Tuesday 6 June 2017

Reading Notes: Statistics 101 (Part 2)

Source: Andy Field
Correlational or cross-sectional research: observe what naturally goes on in the world without directly interfering with it.
- by either taking a snapshot of many variables at a single point in time, or
- by measuring variables repeatedly at different time points (known as longitudinal research).
== provides a very natural view of the question we’re researching because we are not influencing what happens and the measures of the variables should not be biased by the researcher being there (an important aspect of ecological validity).
== tells us nothing about the causal influence of variables.
- Variables are often measured simultaneously.
- The first problem with doing this is that it provides no information about the contiguity between different variables.
- The second problem with correlational evidence: the tertium quid (‘a third person or thing of indeterminate character’).
== E.g., a correlation has been found between having breast implants and suicide (Koot, Peeters, Granath, Grobbee, & Nyren, 2003).
== However, it is unlikely that having breast implants causes you to commit suicide – presumably, there is an external factor (or factors) that causes both; for example, low self-esteem might lead you to have breast implants and also attempt suicide.
== These extraneous factors are sometimes called confounding variables or confounds for short.

Experimental research: manipulate one variable to see its effect on another.
- Even when the cause–effect relationship is not explicitly stated, most research questions can be broken down into a proposed cause and a proposed outcome.
- Both the cause and the outcome are variables.
- The key to answering the research question is to uncover how the proposed cause and the proposed outcome relate to each other.
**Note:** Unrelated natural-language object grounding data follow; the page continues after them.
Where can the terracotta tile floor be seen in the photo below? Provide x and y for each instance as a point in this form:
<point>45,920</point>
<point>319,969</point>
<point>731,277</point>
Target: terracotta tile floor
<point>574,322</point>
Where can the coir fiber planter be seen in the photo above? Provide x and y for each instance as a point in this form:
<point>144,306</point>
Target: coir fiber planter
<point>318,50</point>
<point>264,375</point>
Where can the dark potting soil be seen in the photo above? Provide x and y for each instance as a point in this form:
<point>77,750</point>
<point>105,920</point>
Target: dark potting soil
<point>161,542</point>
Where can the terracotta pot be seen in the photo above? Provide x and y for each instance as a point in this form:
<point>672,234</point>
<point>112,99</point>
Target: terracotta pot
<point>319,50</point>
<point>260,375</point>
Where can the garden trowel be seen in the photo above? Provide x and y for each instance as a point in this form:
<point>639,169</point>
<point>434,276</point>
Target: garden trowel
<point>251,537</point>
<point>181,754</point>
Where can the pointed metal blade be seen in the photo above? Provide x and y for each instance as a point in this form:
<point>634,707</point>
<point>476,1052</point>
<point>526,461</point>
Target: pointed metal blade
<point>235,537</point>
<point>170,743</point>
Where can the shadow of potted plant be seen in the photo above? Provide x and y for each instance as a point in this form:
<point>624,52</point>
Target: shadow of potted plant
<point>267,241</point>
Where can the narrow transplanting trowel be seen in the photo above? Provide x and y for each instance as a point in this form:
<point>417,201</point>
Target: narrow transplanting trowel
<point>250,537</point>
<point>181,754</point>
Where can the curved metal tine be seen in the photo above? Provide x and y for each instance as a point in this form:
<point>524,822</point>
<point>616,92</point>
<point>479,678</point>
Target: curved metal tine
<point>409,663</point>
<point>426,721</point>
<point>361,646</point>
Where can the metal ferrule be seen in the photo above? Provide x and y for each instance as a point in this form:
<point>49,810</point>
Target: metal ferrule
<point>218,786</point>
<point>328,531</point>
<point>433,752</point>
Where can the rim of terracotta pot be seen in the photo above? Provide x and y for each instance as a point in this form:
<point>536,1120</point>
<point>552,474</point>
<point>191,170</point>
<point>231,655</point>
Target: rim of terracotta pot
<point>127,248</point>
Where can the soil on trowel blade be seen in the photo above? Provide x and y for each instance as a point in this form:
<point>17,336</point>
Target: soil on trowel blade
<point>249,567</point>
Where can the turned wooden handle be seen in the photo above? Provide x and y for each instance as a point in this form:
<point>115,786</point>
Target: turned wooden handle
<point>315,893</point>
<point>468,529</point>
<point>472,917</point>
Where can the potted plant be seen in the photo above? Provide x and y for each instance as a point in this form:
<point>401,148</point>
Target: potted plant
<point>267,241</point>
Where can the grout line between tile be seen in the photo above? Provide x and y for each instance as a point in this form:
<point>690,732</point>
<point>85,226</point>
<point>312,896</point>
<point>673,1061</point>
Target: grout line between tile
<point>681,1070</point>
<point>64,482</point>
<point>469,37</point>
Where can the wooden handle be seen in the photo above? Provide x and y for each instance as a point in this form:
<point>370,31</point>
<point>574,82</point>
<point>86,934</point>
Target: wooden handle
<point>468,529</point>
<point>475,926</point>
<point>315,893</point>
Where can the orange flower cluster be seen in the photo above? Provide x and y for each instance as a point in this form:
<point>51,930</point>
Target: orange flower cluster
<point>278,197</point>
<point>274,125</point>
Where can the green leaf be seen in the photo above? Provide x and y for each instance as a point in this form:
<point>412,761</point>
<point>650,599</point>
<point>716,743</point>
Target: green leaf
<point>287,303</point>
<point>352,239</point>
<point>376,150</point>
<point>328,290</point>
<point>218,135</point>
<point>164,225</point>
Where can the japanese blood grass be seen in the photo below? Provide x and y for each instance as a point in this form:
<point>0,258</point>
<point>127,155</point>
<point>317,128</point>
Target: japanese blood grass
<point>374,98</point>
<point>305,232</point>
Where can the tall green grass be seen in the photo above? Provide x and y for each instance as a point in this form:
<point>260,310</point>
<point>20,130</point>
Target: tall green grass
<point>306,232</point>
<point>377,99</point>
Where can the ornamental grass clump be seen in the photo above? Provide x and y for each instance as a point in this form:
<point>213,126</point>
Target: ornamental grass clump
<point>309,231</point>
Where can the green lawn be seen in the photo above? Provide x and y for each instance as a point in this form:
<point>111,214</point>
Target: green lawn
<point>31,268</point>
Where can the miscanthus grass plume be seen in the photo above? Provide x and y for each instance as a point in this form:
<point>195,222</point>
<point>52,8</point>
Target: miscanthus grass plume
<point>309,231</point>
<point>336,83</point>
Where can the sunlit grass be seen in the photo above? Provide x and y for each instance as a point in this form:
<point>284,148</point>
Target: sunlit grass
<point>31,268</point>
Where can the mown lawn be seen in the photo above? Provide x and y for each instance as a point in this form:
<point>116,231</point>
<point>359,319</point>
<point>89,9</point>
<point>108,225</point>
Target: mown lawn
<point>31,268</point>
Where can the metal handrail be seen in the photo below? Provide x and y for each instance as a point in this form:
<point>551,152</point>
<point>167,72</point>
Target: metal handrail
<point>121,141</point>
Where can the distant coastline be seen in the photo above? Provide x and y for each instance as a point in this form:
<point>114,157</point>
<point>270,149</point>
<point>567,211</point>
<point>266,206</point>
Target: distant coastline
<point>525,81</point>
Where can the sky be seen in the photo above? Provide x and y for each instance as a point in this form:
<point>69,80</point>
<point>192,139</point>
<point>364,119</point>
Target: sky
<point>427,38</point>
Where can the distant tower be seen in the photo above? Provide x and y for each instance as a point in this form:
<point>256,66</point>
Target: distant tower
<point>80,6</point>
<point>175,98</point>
David Hume said that to infer cause and effect:
(1) cause and effect must occur close together in time (contiguity);
(2) the cause must occur before an effect does; and
(3) the effect should never occur without the presence of the cause.

- These conditions imply that causality can be inferred through corroborating evidence: cause is equated to high degrees of correlation between contiguous events.

- The shortcomings of Hume’s criteria led John Stuart Mill (1865) to add a further criterion: that all other explanations of the cause–effect relationship be ruled out.
== Mill proposed that, to rule out confounding variables, an effect should be present when the cause is present and that when the cause is absent the effect should be absent also.
== Mill’s ideas can be summed up by saying that the only way to infer causality is through comparison of two controlled situations: one in which the cause is present and one in which the cause is absent.

- This is what experimental methods strive to do: to provide a comparison of situations (usually called treatments or conditions) in which the proposed cause is present or absent.
- Example: the effect of motivators on learning about statistics. Randomly split some students into three different groups in which teaching styles vary in the seminars:
== Group 1 (positive reinforcement): praise participants
== Group 2 (punishment): give verbal punishment
== Group 3 (no motivator): give neither praise or punishment, i.e. give no feedback at all.

Manipulated variable or independent variable: the motivator (positive reinforcement, punishment or no motivator).
Interested outcome or dependent variable: statistical ability, to be measured via a statistics exam after the last seminar.
Assumption: the scores will depend upon the type of teaching method used (the independent variable).
Inclusion of the ‘no motivator’ group: proposed cause (motivator) is absent, and we can compare the outcome in this group against the two situations in which the proposed cause is present.

If the statistics scores are different in each of the motivation groups (cause is present) compared to the group for which no motivator was given (cause is absent) then this difference can be attributed to the type of motivator used.
In other words, the motivator used caused a difference in statistics scores.